Mixed Salad of Thoughts

Thursday, October 12, 2006


Hey look, some people agree with me:
I was well-prepared for a career as a journalist, but I was sadly ill-prepared for a career as a strong, solid woman, with all the gifts and capacities that that word once implied. The character traits I should have been cultivating were neglected in favor of ever-stronger intellectual skills, and as a result I've spent the past few years playing catch-up.

While there is value in higher education, it doesn't teach the most important life tools—how to be a nurturing, kind, patient individual. It doesn't teach you how to be a mensch when you're sleep deprived or running a fever. It doesn't teach you how to be loving or lovable. These days, my ambitions are to acquire and internalize these qualities, and to strengthen myself as a woman, internally—not vis-a-vis what I look like through the eyes of a man, or how "successful" I am by society's standards. And the more I cultivate these inner qualities, the deeper and richer my life and my relationships become.

In addition to my ambitions as journalist, I had spent years striving for the perfect body, the perfect clothes, the perfect apartment—in short, all the external trappings of what I thought would make me look and feel good about myself. Needless to say, none of it ever worked for long.
~Andrea Kahn
Kind of hits on what I was discussing a few posts ago about how society today is ill-prepared for creating meaningful marriages and families. Our core attributes are sadly malnourished and the values that are most prized in society--ambition, independence, and a keen fashion sense ;) do little to prepare you for life as a spouse and parent.

I also on the same website I read an article by someone who agrees with my long-held interpretation of "Grease":
As readers here probably know, the story of Grease is about a girl and boy who meet one romantic summer and believe that they have fallen in love. The girl arrives unexpectedly as a student in the boy's school in September, and they are both shocked. She is taken aback by his cold and crass behavior, and he by the realization that he would lose his friends and his macho identity if he dates her as he had that summer, showing her love and respect without approaching her sexually. The tension in the film grows out of the inevitable choices that must be made: either the boy will have to give up his entire social community or she must--to put it bluntly--have sex with him. We all know what happens.
Now I never read it so literally as "she had to have sex with him", but I did read it as--she had to abandon herself, and all of her ideals and moral ways (Sandy went from being "lousy with virginity" to a smoking, drinking, high heeled, leather clad dominatrix of sorts) in order to fit in with HIS society, and THEN she could choose her keeper and "tell" him what to do ("you'd better shape up...because I need a man").
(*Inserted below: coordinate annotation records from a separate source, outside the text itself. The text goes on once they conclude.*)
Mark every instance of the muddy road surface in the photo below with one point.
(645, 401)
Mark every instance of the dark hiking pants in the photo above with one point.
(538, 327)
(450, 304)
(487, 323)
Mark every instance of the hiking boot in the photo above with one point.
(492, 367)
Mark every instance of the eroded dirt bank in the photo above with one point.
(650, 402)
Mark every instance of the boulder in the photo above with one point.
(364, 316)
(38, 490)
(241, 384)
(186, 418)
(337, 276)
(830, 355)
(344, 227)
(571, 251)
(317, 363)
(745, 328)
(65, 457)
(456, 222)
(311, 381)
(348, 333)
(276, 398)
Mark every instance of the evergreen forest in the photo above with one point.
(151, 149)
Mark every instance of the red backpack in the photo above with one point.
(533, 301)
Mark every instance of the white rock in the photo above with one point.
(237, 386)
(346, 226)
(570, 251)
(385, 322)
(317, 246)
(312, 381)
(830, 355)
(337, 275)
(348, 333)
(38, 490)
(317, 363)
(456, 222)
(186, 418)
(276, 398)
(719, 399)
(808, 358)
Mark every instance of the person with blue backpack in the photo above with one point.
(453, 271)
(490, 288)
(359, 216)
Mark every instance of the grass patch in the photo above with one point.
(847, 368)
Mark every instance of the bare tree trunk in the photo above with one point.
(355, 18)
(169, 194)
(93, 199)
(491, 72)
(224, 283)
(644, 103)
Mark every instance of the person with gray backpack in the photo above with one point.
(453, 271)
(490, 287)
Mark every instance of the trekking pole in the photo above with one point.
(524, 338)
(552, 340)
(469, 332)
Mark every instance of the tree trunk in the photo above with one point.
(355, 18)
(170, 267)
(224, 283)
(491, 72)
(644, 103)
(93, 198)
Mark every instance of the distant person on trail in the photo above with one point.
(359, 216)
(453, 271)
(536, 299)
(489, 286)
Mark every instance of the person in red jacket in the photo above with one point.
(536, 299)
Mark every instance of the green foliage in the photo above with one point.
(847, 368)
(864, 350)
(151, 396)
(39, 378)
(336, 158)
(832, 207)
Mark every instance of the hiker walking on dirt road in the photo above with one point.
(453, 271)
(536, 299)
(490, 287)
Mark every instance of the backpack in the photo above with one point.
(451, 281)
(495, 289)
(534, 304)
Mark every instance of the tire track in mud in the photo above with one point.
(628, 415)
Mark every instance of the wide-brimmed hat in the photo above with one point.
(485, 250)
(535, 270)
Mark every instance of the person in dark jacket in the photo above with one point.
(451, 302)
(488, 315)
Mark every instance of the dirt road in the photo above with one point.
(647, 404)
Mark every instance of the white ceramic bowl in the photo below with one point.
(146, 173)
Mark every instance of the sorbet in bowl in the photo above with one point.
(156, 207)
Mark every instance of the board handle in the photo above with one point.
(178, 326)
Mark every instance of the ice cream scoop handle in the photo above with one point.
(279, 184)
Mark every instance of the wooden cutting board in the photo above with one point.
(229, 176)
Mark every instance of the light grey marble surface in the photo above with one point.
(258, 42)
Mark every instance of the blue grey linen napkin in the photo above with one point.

I still cringe every time I flip past that movie on TV and wonder how so many women could love it so much.

Outside of the catchy tunes it's a blatant smack in the face of feminism. It disguises the objectification of women as sexual liberation. Sure, Sandy is free to do what she wants and be with who she wants, but she'll only really be happy if she abandons her moral ways to "become" exactly what a man wants.

It's the sexual freedom of choice women have waited so long for--so long as that choice isn't virginity.